Number of Hedge Fund Holders In Q1 2025: 81

NIKE, Inc. (NYSE:NKE) is a well-known American athletic apparel company. Its shares are up by a modest 3.7% year-to-date, primarily on the back of a massive 22% jump since late June. NIKE, Inc. (NYSE:NKE)’s stock has struggled in 2025 due to the potential impact of tariffs on its business due to the firm’s global supply chain. However, the shares gained in June after NIKE, Inc. (NYSE:NKE)’s fiscal fourth quarter EPS and revenue of $0.14 and $11.10 billion beat analyst estimates of $0.13 and $10.72 billion. Investors were also bullish after CEO Elliot Hill commented during the earnings call that NIKE, Inc. (NYSE:NKE)’s worst days were behind it and the firm would continue to improve future performance. However, Cramer asserted that the strong share price performance was partly also due to an idea-driven market:

“Let’s take the case of, say, Nike. Okay. So Nike reports a good number. Now the stock will typically be up three. Now it’s up 15. Okay because people are saying ooh I want to be in Nike. Now what I’m saying is I can ignore that and focus 100% on the ten basis points that will no doubt move within the next 24 hours. People don’t even know what a basis point is anymore. Do you think a millennial knows what a basis point is? A basis point. Yeah.”

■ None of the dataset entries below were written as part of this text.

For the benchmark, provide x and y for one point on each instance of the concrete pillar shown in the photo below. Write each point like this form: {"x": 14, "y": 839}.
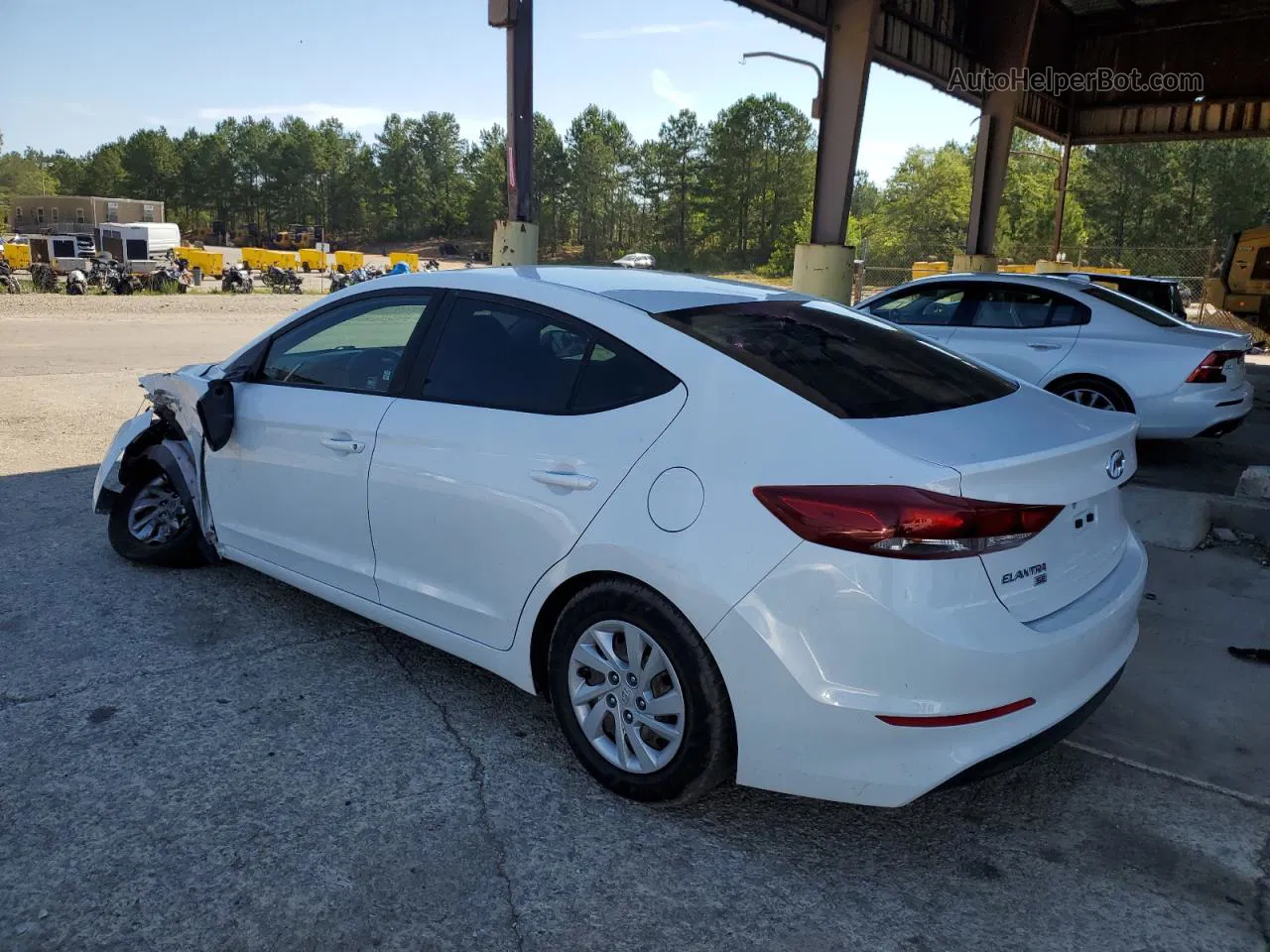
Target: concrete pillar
{"x": 825, "y": 271}
{"x": 1012, "y": 40}
{"x": 974, "y": 264}
{"x": 515, "y": 243}
{"x": 826, "y": 266}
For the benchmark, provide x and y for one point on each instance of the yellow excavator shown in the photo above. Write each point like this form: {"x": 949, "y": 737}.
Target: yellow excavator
{"x": 1242, "y": 287}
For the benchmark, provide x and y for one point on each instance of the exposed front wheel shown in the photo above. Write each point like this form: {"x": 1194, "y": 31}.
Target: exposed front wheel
{"x": 1092, "y": 393}
{"x": 150, "y": 524}
{"x": 638, "y": 696}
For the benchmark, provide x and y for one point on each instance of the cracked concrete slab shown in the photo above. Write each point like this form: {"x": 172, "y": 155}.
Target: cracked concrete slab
{"x": 413, "y": 801}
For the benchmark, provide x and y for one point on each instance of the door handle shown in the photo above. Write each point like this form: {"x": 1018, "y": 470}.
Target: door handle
{"x": 343, "y": 444}
{"x": 564, "y": 480}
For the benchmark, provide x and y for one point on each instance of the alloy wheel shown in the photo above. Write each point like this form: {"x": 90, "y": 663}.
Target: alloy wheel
{"x": 1093, "y": 399}
{"x": 626, "y": 696}
{"x": 158, "y": 513}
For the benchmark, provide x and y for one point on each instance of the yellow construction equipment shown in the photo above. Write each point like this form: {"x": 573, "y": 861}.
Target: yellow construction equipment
{"x": 1242, "y": 287}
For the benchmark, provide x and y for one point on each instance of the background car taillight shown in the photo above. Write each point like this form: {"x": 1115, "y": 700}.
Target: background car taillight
{"x": 901, "y": 522}
{"x": 1210, "y": 368}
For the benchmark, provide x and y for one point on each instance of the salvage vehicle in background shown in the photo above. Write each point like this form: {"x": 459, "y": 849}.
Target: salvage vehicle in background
{"x": 730, "y": 531}
{"x": 1086, "y": 343}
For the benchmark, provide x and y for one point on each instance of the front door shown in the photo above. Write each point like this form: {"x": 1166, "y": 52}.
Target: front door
{"x": 290, "y": 485}
{"x": 525, "y": 424}
{"x": 1024, "y": 330}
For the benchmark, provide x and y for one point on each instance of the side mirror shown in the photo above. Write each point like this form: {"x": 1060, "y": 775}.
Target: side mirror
{"x": 216, "y": 414}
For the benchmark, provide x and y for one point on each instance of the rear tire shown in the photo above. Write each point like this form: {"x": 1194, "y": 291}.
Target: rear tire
{"x": 1092, "y": 393}
{"x": 151, "y": 525}
{"x": 619, "y": 629}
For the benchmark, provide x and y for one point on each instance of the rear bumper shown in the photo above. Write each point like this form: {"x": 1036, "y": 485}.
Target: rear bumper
{"x": 829, "y": 642}
{"x": 1194, "y": 411}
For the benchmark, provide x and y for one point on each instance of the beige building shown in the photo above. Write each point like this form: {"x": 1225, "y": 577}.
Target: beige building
{"x": 73, "y": 214}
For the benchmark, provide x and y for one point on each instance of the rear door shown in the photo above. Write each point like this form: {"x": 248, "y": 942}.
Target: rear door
{"x": 1024, "y": 330}
{"x": 520, "y": 428}
{"x": 290, "y": 486}
{"x": 929, "y": 309}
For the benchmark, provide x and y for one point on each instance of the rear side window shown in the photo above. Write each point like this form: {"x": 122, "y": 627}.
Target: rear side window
{"x": 1017, "y": 307}
{"x": 508, "y": 358}
{"x": 934, "y": 304}
{"x": 1132, "y": 304}
{"x": 848, "y": 365}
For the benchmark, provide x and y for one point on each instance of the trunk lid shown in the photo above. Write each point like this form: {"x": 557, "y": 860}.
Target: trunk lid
{"x": 1033, "y": 447}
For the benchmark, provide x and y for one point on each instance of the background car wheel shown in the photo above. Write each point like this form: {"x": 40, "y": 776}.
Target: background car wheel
{"x": 151, "y": 525}
{"x": 1092, "y": 393}
{"x": 638, "y": 694}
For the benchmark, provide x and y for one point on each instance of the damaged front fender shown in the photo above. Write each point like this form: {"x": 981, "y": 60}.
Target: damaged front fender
{"x": 171, "y": 435}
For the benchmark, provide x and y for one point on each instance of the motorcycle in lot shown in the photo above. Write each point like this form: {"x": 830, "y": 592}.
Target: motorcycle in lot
{"x": 44, "y": 278}
{"x": 8, "y": 282}
{"x": 281, "y": 281}
{"x": 236, "y": 280}
{"x": 172, "y": 276}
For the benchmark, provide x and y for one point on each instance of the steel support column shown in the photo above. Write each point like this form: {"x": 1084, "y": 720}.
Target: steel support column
{"x": 847, "y": 55}
{"x": 1014, "y": 32}
{"x": 516, "y": 239}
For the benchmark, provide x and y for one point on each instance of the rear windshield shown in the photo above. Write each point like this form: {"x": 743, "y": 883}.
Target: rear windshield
{"x": 1132, "y": 304}
{"x": 852, "y": 366}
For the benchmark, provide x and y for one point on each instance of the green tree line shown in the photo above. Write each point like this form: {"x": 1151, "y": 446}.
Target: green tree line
{"x": 733, "y": 191}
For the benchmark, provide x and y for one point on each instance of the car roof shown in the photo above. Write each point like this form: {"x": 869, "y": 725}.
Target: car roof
{"x": 648, "y": 290}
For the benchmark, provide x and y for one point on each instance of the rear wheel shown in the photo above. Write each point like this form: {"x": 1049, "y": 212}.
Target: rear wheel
{"x": 150, "y": 524}
{"x": 638, "y": 696}
{"x": 1092, "y": 393}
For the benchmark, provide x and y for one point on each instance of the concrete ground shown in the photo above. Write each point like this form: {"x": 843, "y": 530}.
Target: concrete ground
{"x": 208, "y": 760}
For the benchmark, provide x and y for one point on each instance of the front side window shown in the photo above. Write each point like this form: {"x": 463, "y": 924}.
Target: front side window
{"x": 1017, "y": 307}
{"x": 930, "y": 306}
{"x": 843, "y": 362}
{"x": 356, "y": 347}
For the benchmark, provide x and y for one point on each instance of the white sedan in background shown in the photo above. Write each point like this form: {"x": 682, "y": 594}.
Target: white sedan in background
{"x": 729, "y": 531}
{"x": 636, "y": 259}
{"x": 1086, "y": 343}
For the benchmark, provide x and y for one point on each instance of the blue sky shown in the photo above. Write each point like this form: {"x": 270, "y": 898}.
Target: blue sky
{"x": 361, "y": 62}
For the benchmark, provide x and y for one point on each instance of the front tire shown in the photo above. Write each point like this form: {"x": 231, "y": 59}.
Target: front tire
{"x": 151, "y": 525}
{"x": 1092, "y": 393}
{"x": 638, "y": 696}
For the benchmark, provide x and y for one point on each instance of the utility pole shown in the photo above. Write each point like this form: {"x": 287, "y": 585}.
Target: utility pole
{"x": 516, "y": 238}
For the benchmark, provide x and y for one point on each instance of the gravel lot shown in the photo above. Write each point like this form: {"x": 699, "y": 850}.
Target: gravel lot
{"x": 208, "y": 760}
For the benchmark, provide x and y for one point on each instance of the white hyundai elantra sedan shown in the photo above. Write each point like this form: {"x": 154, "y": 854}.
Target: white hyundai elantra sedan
{"x": 728, "y": 530}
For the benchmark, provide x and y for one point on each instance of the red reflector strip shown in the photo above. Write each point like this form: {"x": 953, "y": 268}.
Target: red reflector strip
{"x": 955, "y": 720}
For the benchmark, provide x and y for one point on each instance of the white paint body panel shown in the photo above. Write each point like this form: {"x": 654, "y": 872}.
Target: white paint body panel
{"x": 466, "y": 515}
{"x": 1147, "y": 362}
{"x": 280, "y": 494}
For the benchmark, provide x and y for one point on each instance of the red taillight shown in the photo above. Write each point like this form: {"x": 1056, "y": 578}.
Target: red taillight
{"x": 1211, "y": 368}
{"x": 902, "y": 522}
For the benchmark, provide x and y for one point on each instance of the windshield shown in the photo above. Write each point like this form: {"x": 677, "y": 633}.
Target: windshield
{"x": 1138, "y": 308}
{"x": 847, "y": 363}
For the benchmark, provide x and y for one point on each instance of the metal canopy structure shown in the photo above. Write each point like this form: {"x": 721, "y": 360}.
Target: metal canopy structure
{"x": 1227, "y": 42}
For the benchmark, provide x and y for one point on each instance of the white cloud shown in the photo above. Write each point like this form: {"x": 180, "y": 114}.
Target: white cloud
{"x": 653, "y": 30}
{"x": 352, "y": 116}
{"x": 665, "y": 87}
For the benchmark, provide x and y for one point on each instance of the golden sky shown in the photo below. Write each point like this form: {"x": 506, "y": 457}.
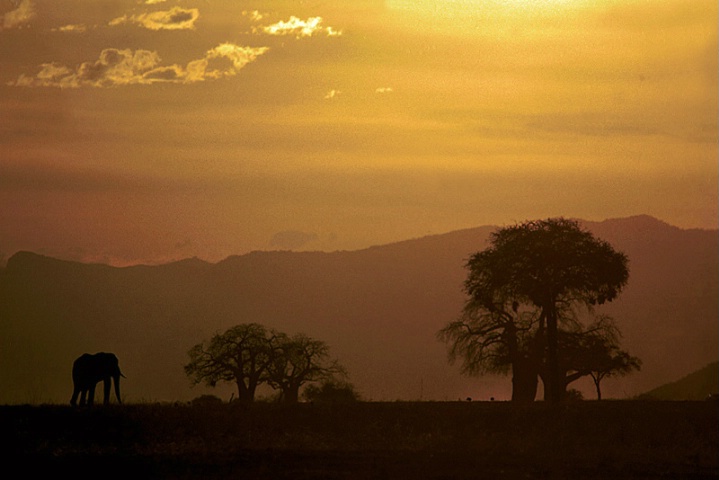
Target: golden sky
{"x": 147, "y": 131}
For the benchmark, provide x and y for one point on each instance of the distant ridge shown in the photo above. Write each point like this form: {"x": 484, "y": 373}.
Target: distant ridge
{"x": 695, "y": 386}
{"x": 378, "y": 308}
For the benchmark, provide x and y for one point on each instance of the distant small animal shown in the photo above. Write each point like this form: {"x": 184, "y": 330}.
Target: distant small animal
{"x": 88, "y": 370}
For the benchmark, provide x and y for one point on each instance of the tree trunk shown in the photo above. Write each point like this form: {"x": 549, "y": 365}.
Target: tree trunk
{"x": 556, "y": 385}
{"x": 291, "y": 394}
{"x": 524, "y": 381}
{"x": 244, "y": 395}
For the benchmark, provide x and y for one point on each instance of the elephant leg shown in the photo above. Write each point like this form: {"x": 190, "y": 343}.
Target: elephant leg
{"x": 91, "y": 395}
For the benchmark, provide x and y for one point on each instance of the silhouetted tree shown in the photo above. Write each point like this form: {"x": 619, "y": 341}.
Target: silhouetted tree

Earlier, the CNBC host shared he was conflicted about NIKE, Inc. (NYSE:NKE):

“I’m conflicted on Nike. On the positive side, the new CEO has a clear strategic plan to turn things around by focusing on running, basketball, football, training, and sportswear…

I simply think that the stock is more de-risked than it’s been in quite some time after two consecutive kitchen sink quarters where management did everything they could to reset expectations… All that said, while there are real positives here, including indications that China’s actually stronger than you would expect, I find it hard to get too bullish on Nike because this brand just ain’t what it used to be. In particular, I worry about the competition in athletic footwear, which has long been Nike’s bread and butter… It also didn’t help that Nike got pretty aggressive with its pricing…

So here’s where I come down on Nike: I believe it can mount a comeback, but I also think that a meaningful complete turnaround could take a longer time than expected. If you’re tempted to play a turnaround here, and I don’t blame you, I would start with a small position. That way, if something else goes wrong, you can buy more into weakness, pyramid style, or you can just cut your losses. And if Nike reports a good quarter with healthy guidance next month, well, you’ll get a chance to capture some upside.

The bottom line: I am optimistic that the worst is indeed behind Nike, or at least will be soon. And I think there’s a good chance for a comeback, especially with a seasoned hands-on Nike veteran like Elliott Hill at the helm. That said, I don’t have a ton of conviction in the turn happening quickly, so I’d advise you to start slowly with a small position and only buy more if Nike gives you a good reason to pull the trigger.”